そういう出来不出来は別として、カメラの画像品質は圧倒的。レンズの良さはもちろんだが、トーン再現の滑らかさ、画像設計の巧さにフィルムメーカーならではの「匠の技」を感じる。
JPEG最大サイズ・最高画質で記録。シャッター優先オート、フィルムシミュレーション=ASTIA、WB=太陽光、DR=200%に設定(以下共通)。

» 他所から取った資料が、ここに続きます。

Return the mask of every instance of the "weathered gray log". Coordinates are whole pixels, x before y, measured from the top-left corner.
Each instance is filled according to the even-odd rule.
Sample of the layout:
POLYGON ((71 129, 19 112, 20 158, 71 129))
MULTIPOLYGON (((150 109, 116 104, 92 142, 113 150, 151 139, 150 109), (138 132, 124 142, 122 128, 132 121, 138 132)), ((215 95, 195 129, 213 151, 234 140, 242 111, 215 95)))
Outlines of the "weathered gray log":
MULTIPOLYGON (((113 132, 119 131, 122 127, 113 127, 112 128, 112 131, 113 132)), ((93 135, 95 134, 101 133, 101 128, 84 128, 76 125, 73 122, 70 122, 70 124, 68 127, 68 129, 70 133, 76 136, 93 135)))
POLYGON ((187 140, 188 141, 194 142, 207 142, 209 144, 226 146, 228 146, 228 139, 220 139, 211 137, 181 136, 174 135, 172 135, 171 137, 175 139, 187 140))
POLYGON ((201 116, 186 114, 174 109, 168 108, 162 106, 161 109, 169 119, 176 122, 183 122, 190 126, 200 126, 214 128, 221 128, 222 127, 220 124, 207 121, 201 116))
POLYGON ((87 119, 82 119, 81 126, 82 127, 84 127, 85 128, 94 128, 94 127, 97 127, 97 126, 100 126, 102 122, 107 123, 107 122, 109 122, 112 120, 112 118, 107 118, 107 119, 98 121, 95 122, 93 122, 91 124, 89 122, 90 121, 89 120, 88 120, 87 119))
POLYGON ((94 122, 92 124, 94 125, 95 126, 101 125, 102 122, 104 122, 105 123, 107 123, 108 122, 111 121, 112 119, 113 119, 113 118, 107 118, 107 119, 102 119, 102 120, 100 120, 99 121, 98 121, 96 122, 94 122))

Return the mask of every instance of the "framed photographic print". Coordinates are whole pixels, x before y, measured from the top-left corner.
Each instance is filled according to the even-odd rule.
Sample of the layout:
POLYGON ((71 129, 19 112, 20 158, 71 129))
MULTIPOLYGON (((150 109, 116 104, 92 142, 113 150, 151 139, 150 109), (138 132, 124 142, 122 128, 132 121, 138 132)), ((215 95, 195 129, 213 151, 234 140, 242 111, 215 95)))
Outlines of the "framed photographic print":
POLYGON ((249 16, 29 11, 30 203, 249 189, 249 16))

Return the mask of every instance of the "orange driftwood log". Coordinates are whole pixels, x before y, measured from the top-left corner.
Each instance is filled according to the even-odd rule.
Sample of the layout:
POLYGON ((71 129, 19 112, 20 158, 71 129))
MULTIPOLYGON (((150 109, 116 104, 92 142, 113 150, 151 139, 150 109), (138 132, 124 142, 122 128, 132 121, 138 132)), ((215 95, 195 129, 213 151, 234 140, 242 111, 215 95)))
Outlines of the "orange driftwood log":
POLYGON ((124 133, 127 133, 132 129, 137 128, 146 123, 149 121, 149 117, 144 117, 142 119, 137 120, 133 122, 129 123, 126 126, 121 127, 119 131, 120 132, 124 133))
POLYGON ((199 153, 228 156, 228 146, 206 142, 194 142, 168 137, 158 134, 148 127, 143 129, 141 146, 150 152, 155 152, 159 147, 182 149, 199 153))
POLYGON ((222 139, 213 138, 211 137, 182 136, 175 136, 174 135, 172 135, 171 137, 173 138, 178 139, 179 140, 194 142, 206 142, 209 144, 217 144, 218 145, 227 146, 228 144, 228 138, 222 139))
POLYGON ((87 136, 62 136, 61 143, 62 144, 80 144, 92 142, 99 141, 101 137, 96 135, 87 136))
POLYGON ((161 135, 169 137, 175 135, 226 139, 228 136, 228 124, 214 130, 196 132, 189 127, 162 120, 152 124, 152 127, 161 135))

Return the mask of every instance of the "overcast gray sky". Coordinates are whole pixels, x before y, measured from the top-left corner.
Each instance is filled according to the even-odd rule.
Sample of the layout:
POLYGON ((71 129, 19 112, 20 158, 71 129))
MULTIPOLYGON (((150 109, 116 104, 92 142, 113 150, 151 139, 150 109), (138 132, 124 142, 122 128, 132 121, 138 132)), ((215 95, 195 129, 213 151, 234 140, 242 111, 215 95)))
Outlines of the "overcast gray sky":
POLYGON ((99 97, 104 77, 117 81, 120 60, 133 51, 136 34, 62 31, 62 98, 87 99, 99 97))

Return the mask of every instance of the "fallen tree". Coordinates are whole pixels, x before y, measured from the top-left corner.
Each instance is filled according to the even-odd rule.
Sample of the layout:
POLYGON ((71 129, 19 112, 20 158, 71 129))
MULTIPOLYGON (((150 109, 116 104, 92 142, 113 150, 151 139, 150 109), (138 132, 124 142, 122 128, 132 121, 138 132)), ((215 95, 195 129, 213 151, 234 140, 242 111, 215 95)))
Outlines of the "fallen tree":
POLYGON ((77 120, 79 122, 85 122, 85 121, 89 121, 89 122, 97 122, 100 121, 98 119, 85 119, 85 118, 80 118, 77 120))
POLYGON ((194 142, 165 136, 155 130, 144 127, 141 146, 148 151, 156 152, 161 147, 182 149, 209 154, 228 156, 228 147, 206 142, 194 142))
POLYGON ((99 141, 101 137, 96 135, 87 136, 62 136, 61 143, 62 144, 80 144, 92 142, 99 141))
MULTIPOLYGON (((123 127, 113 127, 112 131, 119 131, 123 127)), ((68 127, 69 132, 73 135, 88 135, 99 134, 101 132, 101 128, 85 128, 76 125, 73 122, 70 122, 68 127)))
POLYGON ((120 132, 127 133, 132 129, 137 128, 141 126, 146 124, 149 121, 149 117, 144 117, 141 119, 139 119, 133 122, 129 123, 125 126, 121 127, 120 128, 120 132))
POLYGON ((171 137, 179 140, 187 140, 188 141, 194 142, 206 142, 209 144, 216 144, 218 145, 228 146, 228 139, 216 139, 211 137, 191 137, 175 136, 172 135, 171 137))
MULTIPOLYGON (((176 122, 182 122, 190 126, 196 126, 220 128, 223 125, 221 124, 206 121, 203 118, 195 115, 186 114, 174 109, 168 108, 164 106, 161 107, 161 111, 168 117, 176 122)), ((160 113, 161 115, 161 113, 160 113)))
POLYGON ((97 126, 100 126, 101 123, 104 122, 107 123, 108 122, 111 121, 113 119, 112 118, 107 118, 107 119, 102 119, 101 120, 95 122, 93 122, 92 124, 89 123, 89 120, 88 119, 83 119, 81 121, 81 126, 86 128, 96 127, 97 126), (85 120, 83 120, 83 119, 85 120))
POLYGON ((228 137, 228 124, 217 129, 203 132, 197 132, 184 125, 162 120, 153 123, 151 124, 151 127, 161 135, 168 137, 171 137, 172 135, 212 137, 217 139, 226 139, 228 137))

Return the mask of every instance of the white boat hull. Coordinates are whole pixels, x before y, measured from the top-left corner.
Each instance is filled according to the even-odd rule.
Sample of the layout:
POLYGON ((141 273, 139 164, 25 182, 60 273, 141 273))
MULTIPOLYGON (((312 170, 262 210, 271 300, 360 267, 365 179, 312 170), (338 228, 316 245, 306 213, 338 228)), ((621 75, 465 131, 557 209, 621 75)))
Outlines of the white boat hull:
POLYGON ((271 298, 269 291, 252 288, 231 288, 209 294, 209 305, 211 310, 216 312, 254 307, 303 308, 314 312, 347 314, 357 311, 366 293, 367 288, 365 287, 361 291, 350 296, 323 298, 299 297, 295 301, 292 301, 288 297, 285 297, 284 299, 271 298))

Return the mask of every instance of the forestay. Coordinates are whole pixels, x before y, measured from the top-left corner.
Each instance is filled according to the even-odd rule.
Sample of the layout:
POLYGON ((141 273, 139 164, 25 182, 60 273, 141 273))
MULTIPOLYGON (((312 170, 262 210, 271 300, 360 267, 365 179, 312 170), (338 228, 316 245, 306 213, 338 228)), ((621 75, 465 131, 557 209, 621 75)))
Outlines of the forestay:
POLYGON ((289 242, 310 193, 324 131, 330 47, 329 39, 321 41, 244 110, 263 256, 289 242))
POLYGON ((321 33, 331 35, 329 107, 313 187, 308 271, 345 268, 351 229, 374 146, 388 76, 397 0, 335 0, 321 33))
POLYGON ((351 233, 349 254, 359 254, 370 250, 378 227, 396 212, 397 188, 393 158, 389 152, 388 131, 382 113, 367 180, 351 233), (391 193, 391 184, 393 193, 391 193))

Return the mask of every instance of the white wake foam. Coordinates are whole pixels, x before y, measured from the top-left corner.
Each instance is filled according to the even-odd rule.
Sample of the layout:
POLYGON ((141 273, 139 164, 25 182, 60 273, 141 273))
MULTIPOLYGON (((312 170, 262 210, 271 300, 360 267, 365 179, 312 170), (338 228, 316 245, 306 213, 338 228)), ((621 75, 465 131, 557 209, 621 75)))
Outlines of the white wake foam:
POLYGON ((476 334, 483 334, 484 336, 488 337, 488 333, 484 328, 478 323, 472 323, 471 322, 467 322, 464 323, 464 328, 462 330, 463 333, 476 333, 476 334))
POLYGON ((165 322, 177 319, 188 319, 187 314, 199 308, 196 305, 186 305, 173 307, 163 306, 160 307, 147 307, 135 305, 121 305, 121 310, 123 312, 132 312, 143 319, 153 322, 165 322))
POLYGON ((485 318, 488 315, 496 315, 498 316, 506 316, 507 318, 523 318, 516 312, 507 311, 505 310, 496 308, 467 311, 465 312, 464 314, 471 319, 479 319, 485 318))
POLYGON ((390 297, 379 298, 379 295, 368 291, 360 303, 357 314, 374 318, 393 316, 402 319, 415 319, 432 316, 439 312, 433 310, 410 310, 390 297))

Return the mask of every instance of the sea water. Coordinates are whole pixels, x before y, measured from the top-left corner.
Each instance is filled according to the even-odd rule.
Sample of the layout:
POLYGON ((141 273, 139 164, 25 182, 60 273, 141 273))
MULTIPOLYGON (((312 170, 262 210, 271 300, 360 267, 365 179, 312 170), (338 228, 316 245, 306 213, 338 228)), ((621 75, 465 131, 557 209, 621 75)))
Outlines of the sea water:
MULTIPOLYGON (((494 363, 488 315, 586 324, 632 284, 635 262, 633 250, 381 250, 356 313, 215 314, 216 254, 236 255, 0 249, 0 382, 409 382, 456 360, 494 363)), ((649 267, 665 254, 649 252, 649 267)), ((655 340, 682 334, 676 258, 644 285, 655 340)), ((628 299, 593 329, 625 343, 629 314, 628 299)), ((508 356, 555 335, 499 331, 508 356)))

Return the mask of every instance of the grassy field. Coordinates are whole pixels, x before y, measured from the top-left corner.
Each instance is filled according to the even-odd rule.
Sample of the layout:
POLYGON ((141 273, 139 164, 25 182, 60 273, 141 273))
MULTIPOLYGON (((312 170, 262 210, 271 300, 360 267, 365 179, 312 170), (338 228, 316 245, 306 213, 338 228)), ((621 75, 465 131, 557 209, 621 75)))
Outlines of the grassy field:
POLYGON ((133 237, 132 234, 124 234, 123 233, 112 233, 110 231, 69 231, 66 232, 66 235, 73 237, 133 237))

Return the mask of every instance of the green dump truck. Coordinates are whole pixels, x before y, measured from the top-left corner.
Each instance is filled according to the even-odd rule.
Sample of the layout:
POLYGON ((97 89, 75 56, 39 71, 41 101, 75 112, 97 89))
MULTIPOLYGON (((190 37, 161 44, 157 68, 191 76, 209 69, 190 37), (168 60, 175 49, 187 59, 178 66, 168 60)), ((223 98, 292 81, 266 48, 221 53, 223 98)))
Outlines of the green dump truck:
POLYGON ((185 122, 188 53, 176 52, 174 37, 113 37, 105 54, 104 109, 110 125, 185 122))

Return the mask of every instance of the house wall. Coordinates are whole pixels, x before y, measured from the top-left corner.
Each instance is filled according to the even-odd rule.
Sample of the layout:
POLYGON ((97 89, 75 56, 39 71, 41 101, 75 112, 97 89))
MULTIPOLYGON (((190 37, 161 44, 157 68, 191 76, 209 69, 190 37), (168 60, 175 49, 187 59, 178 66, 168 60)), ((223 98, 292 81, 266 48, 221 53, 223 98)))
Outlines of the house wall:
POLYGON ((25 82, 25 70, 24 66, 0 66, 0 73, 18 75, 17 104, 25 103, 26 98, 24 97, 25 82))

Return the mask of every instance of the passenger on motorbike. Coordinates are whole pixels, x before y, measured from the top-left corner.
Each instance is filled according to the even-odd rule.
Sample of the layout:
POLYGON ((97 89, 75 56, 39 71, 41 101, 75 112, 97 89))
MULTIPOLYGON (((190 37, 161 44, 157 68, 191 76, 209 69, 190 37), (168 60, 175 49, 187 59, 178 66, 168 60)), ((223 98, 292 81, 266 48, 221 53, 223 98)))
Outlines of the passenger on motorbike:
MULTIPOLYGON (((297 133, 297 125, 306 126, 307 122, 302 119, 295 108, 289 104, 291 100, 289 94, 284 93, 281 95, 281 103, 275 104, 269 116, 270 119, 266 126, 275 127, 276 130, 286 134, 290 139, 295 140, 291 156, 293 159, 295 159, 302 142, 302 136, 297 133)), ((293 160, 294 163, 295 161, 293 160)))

▲photo02:上とおなじ撮影距離で撮った別カットから、画面の約25%を拡大。デフォルトのフルサイズ換算35ミリに対し、こちらは中望遠の画角になる。こういう2焦点切り替えがカメラ内部でできれば、単なる緊急避難を超えた使い勝手の良さが得られるはず。有効画素数の減少については(僕は気にしないが)画素補間でカバーできそうだ。
強めの街灯の真下で、コンクリート舗装の路面をレフ代わりに撮った。これで瞳にもキャッチライトが入る。普段は大人のユウコ1号は、ときおりこういう表情を見せる(僕には滅多に見せてくれないけどね)。

▲photo03:熱帯夜に扇風機。このカットでは広角レンズのパース感がよく分かる。人物の顔と膝の上に置いた掌の距離は40センチほどだが、それでもこれだけ遠近感が強調される。おなじ構図でこれを殺すには撮影距離を長めに取って、撮影倍率を上げるしかない。つまりレンズの焦点距離を長くするか、トリミングで拡大するかのどちらかだ。このカットにはこのパース感も似合うのだが、広角レンズでの人物撮影は注意すべきポイントが多い。

Special thanks to YUUKO MIYAZAKI.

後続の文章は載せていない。